Qu’est-ce qu’on fait ? Plus de six mois de mobilisation, une demi-douzaine de manifestations et au final : une loi, dont nous ne voulions pas, a été votée par les parlementaires, confirmée par le Conseil constitutionnel, promulguée par le chef de l’État. Sur le terrain du mariage gay, nous avons perdu, il faut bien le dire. Quant à penser qu’une nouvelle majorité reviendra sur ce texte, j’avoue mon scepticisme.
Une défaite donc, mais qui pourrait augurer d’un vrai changement et, pourquoi pas, d’une victoire à plus long terme. Je m’explique. Tout le monde est d’accord : à l’occasion de cette bataille contre le « mariage pour tous », une génération de militants est apparue, des questions qu’on osait à peine formuler ont été posées, des intellectuels jusque-là confinés à des cénacles d’initiés ont rencontré un public bien plus large.
Bref, les conditions sont réunies pour se lancer et gagner cette bataille d’idées, indispensable préalable à tout vrai bouleversement, ce « Mai 68 à l’envers » que beaucoup appellent de leurs vœux. Si nous ne voulons pas que cette formidable mobilisation ait été totalement vaine, il nous faut donc d’urgence poser les questions qui, sans réponses, nous vouent à un échec certain.
En vrac : peut-on combattre le laisser-faire moral sans s’en prendre au laisser-faire économique ? Quel équilibre entre l’individuel et le collectif ? Quid des rapports entre progrès et nature ? Entre la loi et la morale ? Entre libertés individuelles et projet collectif ? Entre la liberté et l’égalité ? Pour ne citer que quelques-unes de ces questions.
Il ne s’agit pas de s’enfermer dans un boudoir et s’interroger doctement sur le sens de la vie. Mais de se donner les outils intellectuels pour réussir ce que nous avons entamé, sachant, nous l’avons bien compris, que le mouvement de ces derniers mois dépasse de loin la seule question du mariage homosexuel.
La classe politique nous a donné une nouvelle preuve de sa totale incapacité à répondre à ces questions. Ses partis étant tout juste capables d’imaginer de minables stratégies de diabolisation ou, à l’opposé, de récupération. Il nous faudra donc compter sur nous et uniquement sur nous pour mettre fin à l’hégémonie idéologique de la gauche « libérale libertaire ». C’est le prix de la victoire des « valeurs classiques », de ce qu’on appellera, par commodité de langage, le parti de la nation, d’une droite des valeurs.

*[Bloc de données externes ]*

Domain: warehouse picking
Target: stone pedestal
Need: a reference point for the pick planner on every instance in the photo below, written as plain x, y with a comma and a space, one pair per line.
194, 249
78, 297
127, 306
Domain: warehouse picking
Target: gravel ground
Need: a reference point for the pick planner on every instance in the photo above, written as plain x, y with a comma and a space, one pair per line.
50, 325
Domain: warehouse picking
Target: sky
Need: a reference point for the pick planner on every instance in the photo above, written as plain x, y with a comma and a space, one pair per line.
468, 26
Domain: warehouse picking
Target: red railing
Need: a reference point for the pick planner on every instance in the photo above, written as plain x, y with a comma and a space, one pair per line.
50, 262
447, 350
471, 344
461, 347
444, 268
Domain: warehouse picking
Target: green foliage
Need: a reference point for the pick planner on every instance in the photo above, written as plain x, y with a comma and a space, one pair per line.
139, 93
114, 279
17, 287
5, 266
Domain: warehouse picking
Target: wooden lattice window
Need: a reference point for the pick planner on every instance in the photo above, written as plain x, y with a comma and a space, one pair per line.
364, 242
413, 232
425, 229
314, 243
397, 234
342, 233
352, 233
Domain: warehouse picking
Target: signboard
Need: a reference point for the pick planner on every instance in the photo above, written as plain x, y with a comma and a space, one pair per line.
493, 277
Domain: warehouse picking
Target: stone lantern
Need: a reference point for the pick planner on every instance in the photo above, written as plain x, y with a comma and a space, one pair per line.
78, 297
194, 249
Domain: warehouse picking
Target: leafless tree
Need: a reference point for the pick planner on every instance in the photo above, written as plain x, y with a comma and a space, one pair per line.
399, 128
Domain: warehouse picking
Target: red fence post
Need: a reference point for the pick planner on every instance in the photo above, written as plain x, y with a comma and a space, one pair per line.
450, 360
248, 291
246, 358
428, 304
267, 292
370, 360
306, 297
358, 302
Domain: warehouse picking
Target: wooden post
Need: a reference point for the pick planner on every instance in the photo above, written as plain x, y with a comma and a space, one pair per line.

S’affirmer « réac», refuser le « mondialisme», plaider pour la France ne suffit pas. Il nous faut un nouveau bréviaire, une sorte de nouveau traité de savoir-vivre à l’usage de la génération de la Manif pour tous.
Depuis octobre dernier, Boulevard Voltaire accueille de multiples points de vue, sans œillères, sans exclusive. Alors continuons. À vos plumes. Ces idées à forger, à formuler et parfois à redécouvrir seront nos armes. Ce n’est qu’un début, continuons le débat.